We’ve recently completed work on a prototype for distributed query answering across disconnected RDF data sources (or relational databases or web services). The system uses Pellet to reformulate a high-level SPARQL query—written against a data model expressed in OWL—into many subqueries. Reasoning happens during query reformulation, as does SWRL rule firing, and the distributed data sources simply answer the subqueries routed to them by Pellet, based on descriptions of the data sources and their relations. Pellet then combines the answers into the final query result for the user.

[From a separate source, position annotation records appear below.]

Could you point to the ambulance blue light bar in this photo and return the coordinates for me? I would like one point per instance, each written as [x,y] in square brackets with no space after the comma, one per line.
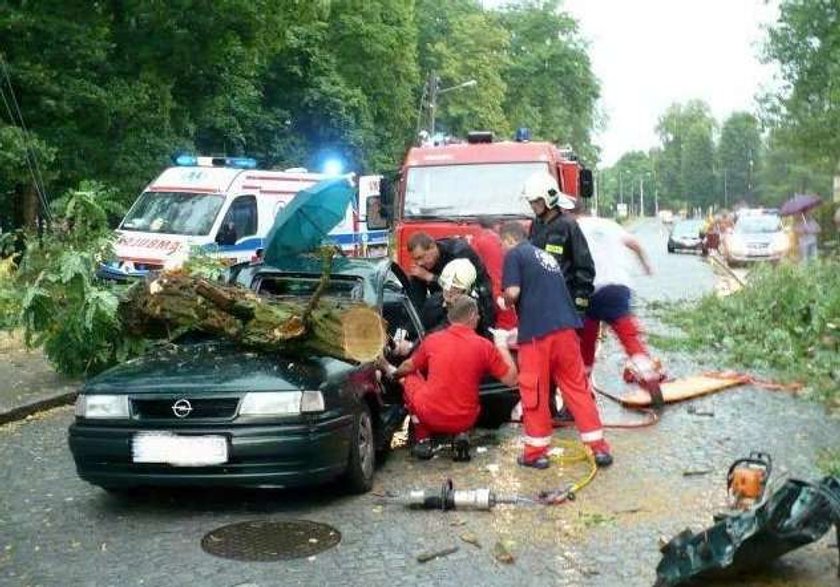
[190,160]
[186,160]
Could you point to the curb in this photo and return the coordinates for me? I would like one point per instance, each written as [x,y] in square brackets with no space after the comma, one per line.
[26,410]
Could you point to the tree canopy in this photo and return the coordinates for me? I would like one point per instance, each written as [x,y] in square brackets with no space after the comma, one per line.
[108,91]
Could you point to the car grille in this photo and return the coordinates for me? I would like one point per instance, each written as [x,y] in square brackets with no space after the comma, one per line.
[202,408]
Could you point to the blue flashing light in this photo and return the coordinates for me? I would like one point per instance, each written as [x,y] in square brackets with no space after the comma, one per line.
[523,135]
[241,162]
[333,166]
[186,160]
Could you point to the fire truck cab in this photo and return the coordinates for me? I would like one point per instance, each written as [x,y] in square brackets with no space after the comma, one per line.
[445,189]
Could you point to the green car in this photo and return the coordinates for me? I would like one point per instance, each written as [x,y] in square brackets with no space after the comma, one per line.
[207,413]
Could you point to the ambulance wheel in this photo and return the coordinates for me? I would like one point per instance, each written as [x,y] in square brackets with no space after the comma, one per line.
[362,460]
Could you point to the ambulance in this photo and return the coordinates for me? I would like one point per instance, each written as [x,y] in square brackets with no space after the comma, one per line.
[224,207]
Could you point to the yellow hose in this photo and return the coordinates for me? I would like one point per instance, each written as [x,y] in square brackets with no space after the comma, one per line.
[576,452]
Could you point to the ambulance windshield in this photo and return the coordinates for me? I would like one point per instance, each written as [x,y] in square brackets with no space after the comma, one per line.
[451,191]
[174,213]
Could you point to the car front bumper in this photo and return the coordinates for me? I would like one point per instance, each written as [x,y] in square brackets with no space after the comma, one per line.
[279,455]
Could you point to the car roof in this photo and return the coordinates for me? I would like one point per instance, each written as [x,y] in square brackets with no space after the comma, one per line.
[346,266]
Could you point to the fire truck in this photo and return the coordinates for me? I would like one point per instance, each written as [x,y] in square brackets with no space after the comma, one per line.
[445,189]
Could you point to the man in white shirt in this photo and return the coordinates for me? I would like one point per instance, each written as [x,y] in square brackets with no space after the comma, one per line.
[609,244]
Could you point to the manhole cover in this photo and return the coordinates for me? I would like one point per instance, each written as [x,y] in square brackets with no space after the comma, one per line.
[270,540]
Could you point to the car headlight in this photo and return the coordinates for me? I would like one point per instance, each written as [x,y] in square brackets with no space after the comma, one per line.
[102,406]
[737,245]
[281,403]
[780,243]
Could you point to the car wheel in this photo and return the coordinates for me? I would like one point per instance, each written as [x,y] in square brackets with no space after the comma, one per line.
[362,459]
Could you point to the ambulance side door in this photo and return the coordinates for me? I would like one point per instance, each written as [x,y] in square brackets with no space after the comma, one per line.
[240,223]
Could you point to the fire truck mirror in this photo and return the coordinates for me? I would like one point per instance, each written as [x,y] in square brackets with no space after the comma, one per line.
[586,183]
[376,215]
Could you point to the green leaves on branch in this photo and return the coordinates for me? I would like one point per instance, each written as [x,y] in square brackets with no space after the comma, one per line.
[62,306]
[787,320]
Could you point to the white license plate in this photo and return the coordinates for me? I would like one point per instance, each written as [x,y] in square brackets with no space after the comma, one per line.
[181,451]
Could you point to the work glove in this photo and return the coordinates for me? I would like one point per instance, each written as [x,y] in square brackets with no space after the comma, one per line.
[581,305]
[500,337]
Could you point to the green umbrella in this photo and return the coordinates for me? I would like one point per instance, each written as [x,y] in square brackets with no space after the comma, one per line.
[304,223]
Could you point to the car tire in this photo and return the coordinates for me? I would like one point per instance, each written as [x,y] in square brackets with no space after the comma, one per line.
[362,460]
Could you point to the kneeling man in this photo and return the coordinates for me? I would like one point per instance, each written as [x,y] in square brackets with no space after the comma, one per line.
[442,377]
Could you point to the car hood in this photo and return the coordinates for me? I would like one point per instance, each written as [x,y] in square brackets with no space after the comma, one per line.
[211,367]
[763,238]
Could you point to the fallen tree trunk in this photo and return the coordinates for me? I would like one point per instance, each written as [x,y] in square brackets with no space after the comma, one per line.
[174,304]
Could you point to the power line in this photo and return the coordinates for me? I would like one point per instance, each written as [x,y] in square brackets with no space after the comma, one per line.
[31,157]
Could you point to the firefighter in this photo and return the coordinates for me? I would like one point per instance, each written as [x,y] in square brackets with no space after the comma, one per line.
[609,243]
[488,245]
[549,349]
[442,377]
[457,279]
[558,233]
[431,256]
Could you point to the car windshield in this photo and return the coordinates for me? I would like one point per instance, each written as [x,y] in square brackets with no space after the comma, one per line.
[758,224]
[174,213]
[345,288]
[690,228]
[449,191]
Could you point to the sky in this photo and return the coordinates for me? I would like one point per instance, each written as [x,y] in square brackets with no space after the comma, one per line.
[649,54]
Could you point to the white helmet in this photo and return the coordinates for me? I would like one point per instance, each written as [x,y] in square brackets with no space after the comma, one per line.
[542,185]
[458,273]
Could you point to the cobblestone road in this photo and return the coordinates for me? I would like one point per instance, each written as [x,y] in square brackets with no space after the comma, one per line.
[57,530]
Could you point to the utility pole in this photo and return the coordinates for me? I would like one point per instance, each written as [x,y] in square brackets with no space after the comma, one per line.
[642,196]
[725,190]
[434,86]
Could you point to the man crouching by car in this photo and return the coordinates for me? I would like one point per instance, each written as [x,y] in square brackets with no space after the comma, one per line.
[442,377]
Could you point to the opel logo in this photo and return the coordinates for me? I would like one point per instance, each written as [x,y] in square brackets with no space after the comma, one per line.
[182,408]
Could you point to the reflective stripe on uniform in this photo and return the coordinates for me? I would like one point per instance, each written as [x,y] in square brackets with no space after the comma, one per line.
[593,436]
[537,440]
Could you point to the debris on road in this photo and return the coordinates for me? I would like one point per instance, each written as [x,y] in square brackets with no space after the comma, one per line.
[429,556]
[757,528]
[501,552]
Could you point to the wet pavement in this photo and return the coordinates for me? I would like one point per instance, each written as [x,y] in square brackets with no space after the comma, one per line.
[57,530]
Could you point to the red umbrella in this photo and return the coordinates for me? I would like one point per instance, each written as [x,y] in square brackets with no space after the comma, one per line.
[800,203]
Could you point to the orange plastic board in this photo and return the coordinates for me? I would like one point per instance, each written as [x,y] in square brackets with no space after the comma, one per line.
[682,389]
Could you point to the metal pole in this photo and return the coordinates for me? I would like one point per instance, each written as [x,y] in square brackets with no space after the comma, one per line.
[620,187]
[725,190]
[642,196]
[432,102]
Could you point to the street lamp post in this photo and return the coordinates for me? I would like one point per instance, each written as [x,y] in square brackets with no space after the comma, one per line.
[435,91]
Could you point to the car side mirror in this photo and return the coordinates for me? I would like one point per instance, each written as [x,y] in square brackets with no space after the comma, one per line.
[226,235]
[586,183]
[376,219]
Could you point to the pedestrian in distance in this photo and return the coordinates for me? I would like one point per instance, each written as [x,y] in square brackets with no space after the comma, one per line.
[442,378]
[430,256]
[548,349]
[610,244]
[807,230]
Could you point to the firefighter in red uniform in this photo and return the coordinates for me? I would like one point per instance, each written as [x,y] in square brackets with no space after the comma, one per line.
[443,375]
[549,349]
[488,245]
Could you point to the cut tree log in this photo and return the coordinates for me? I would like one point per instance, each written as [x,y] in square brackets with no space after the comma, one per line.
[173,304]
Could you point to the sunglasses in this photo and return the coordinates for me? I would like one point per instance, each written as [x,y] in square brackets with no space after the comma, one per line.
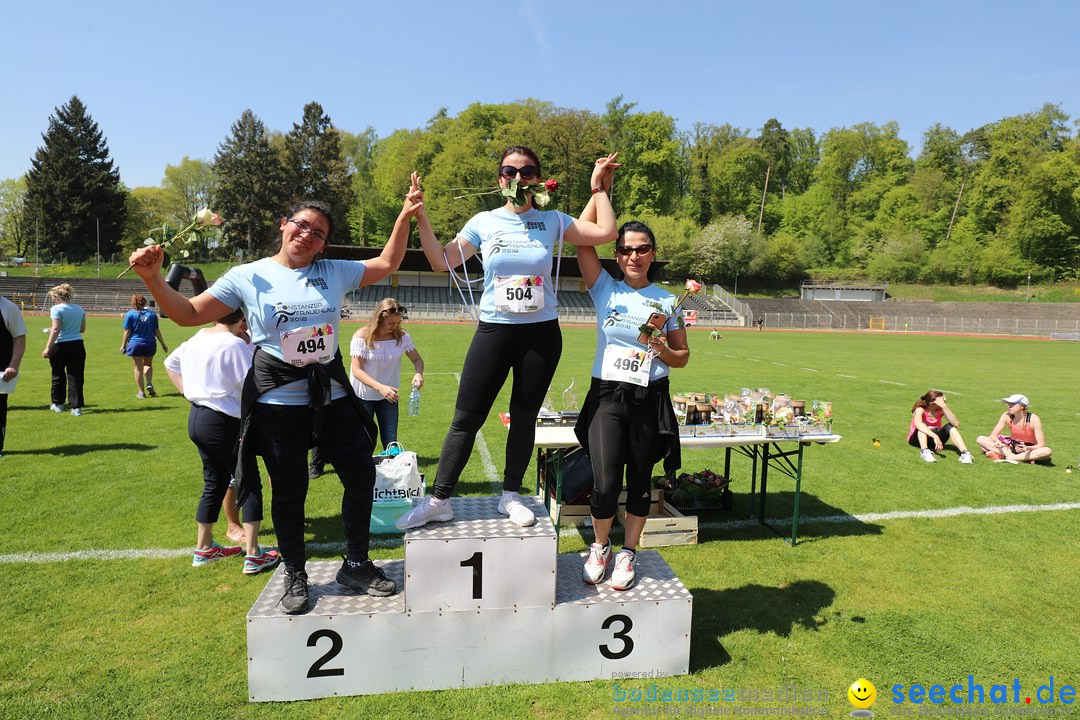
[527,172]
[306,228]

The query reformulation method is sound and complete for some subsets of OWL2 DL, while maintaining good data complexity for query answering (for the curious: LOGSPACE). Distributed query answering solves two main use cases: scalability and integration. In the former, we spread the data across many systems to achieve massive scale; in the latter, the data is already spread across many systems and the requirement is to query across it sensibly.
There is a touch point with the linked data effort, which meant that the new voiD vocabulary for describing datasets turns out to be very useful for describing the distributed data sources that we query over, including their interrelations.
This kind of unanticipated and uncoordinated cooperation between different parts of the Semantic Web community is a bit of real evidence that standards-based approaches can pay big dividends. We neither knew nor participated in the voiD effort, and its proponents certainly didn’t participate in our distributed query answering system—but this stuff just works together very nicely.